Not far into Anne’s House of Dreams by L.M. Montgomery, there is a short passage where Anne speaks to Gilbert about her dream house – what she simply must have around her when they move to Four Winds Point.

She says: ‘ . . . Are there trees about this house?

Gill replies: ‘ . . . There is a big grove of fir trees . . . two rows of Lombardy poplars down the lane and a ring of white birches around . . . a little gate hung between two firs.  The hinges are on one trunk and the catch on the other.  Their boughs form an arch overhead.’

Anne answers: ‘ . . . I couldn’t live where there were no trees; something vital in me would starve . . .’
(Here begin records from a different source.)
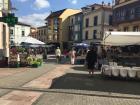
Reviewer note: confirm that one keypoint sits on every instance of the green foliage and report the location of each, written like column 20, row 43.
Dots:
column 29, row 60
column 20, row 49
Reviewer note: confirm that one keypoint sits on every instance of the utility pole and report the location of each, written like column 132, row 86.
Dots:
column 102, row 21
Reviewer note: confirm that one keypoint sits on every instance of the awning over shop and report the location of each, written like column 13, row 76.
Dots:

I have to say I agree with Anne.  Trees are the frame of my gardens and the frame for the view and without them what sad gardens they would be.

I have row of twelve silver birch trees with glorious pale trunks and they guard the path as one walks to the front door.  One in particular is my tree of hope because just when winter has been going on for way too long and I begin to sink into the blues, this tree pops its leaves.  It’s always weeks ahead of the others but is a reminder and an inspiration.  Each little leaf uncurls into acid green brilliance and hides the tiny finches and honeyeaters in its foliage.

Further up the garden is one of the two Chinese elms.  The bark is wonderfully etched and the tree sports heavy foliage in summer.  Underneath is a wooden garden seat and when I am having an Anne moment, I sit and imagine I am on top of an undiscovered vista with a new world laid out on the ribbon of the river.

We have willows too.  And if ever a tree was eldritch, it is the willow.  Its green skirt undulates in a zephyr, its shadows are full of expectation, its billows are a perfect place to hide.  I write quite a lot under one of the two willow trees; lying on a wooden sun-chaise, pad and pen in hand.

We have alders as well, which are aggressive and not pretty and break in the wind, but they shade our bedroom from the heat of the sun at its peak.  And we have a lazy, forgetful tree . . . it’s a variegated elm and is always the last to come into leaf.  Often so late, almost at mid-summer, that I can be forgiven for thinking that it has died rather than just sleeping.  But it makes up for it with superb foliage and a graceful growth, it reminds me of a ballerina performing a perfect arabesque.

When we built and landscaped the garden from the raw hillside, we planted about 60 trees and at the farm we have planted hundreds in 6 years with a plan to plant hundreds more.  Not a monoculture, but a variety of beauties that will enhance the landscape and feed and protect the wildlife.

You see, like Anne, ‘I couldn’t live where there were no trees.’

PS: All the trees were photographed yesterday and of course, here in Tasmania it is the middle of winter!  In vertical order, the trees are the silver birches, the alders and the variegated elm.